Komitmen Etis

Humanis dan ilmuwan Salvatore Puledda membuat 7 Januari dari 1989 di Florence, ibukota humanisme historis, sebuah penghormatan kepada Galileo Galilei, Giordano Bruno, dan perintis sains lainnya saat ini. Pada kesempatan itu, sebuah komitmen dibuat di antara para hadirin, untuk bertarung dengan tegas sehingga kemajuan ilmu pengetahuan dapat digunakan untuk melayani manusia.

De aquel evento surgió la iniciativa en Mundo sin Guerras de realizar una acción que evocara y definiera ese compromiso a los interesados.
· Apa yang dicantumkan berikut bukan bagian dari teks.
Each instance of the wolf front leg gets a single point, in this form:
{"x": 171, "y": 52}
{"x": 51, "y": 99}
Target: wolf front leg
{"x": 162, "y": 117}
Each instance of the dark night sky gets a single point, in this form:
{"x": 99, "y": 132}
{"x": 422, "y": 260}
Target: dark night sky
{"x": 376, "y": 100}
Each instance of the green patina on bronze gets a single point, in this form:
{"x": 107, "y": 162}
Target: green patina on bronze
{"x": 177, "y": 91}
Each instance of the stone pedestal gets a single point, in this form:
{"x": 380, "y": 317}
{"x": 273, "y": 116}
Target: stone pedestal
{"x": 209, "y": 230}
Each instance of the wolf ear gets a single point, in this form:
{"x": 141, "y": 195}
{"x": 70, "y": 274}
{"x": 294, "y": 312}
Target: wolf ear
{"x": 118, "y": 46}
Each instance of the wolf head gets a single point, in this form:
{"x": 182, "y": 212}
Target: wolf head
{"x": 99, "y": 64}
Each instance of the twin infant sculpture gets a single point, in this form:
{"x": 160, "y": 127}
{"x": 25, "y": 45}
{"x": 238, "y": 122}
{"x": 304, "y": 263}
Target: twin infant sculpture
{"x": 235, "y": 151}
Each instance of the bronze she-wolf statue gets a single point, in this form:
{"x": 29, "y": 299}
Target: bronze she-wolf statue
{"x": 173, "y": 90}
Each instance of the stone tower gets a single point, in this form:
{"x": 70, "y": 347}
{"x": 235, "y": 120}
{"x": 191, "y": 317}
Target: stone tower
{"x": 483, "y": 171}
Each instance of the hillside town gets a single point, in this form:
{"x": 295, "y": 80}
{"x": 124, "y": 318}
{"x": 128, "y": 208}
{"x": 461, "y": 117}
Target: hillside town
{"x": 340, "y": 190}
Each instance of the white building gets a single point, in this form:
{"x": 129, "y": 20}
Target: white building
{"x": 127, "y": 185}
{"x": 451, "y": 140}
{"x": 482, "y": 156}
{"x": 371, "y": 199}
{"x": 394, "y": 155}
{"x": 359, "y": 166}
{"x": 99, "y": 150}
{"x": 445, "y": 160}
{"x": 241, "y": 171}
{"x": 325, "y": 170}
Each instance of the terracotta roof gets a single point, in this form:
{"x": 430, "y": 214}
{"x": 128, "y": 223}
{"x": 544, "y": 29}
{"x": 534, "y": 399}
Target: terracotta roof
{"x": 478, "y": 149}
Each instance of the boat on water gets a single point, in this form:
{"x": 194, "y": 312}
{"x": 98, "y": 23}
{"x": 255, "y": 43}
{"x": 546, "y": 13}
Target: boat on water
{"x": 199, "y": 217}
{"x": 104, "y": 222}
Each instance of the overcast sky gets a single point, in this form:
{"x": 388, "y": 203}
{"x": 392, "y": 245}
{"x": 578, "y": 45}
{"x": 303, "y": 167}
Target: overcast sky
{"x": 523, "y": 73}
Se creó el “Compromiso Ético” y se realizo un acto en la Universidad de Educación a Distancia de Madrid en el que catedráticos, profesores y estudiantes lo realizaron en 10 idiomas.

Komitmen Etis

Pembaca:

Kita berada di dunia di mana beberapa orang bersedia menjual pengetahuan dan pengetahuan mereka untuk tujuan apa pun dengan harga berapa pun. Ini telah menutupi planet kita dengan mesin kematian. Yang lain telah menggunakan kecerdikan mereka sendiri untuk menemukan cara baru untuk memanipulasi, membungkam, mematikan kesadaran orang-orang dan orang-orang.

Ada juga pria dan wanita yang telah menggunakan Sains dan Pengetahuan untuk menghilangkan kepenatan dan kelaparan, rasa sakit dan penderitaan umat manusia, untuk mencabut lelucon dari mulut orang-orang yang tertindas, untuk memberi mereka suara dan memberi mereka kepercayaan diri.

Hari ini, pada awal milenium ketiga Barat, kelangsungan hidup seluruh spesies manusia terancam dan di Bumi, rumah kita bersama, menjulang mimpi buruk bencana ekologis dan hecatomb nuklir.

Jadi kami meminta dari sini semua ilmuwan, peneliti, profesional, dan pendidik dunia untuk menggunakan pengetahuan mereka untuk keuntungan eksklusif Kemanusiaan.

Peserta:

Saya berjanji (bersumpah) kepada teman-teman, guru, keluarga dan kolega saya untuk tidak pernah menggunakan dalam hidup saya pengetahuan yang diterima dan pembelajaran di masa depan untuk menindas manusia, tetapi sebaliknya untuk melamar pembebasan mereka.
Saya berkomitmen untuk bekerja untuk menghilangkan rasa sakit fisik dan penderitaan mental.
Saya berkomitmen untuk mempromosikan kebebasan berpikir dan belajar dari praktik tanpa kekerasan dengan berusaha untuk "memperlakukan orang lain sebagaimana saya ingin diperlakukan."

Pembaca:

Pengetahuan yang baik mengarah pada keadilan
Pengetahuan yang baik menghindari konfrontasi
Pengetahuan yang baik mengarah pada dialog dan rekonsiliasi

Kami menyerukan dari sini ke semua universitas, institut penelitian, sekolah menengah, perguruan tinggi untuk melembagakan komitmen etis ini, analog dengan apa yang diciptakan Hippocrates untuk dokter, untuk mencapai bahwa pengetahuan digunakan untuk mengatasi rasa sakit dan penderitaan , untuk memanusiakan Bumi.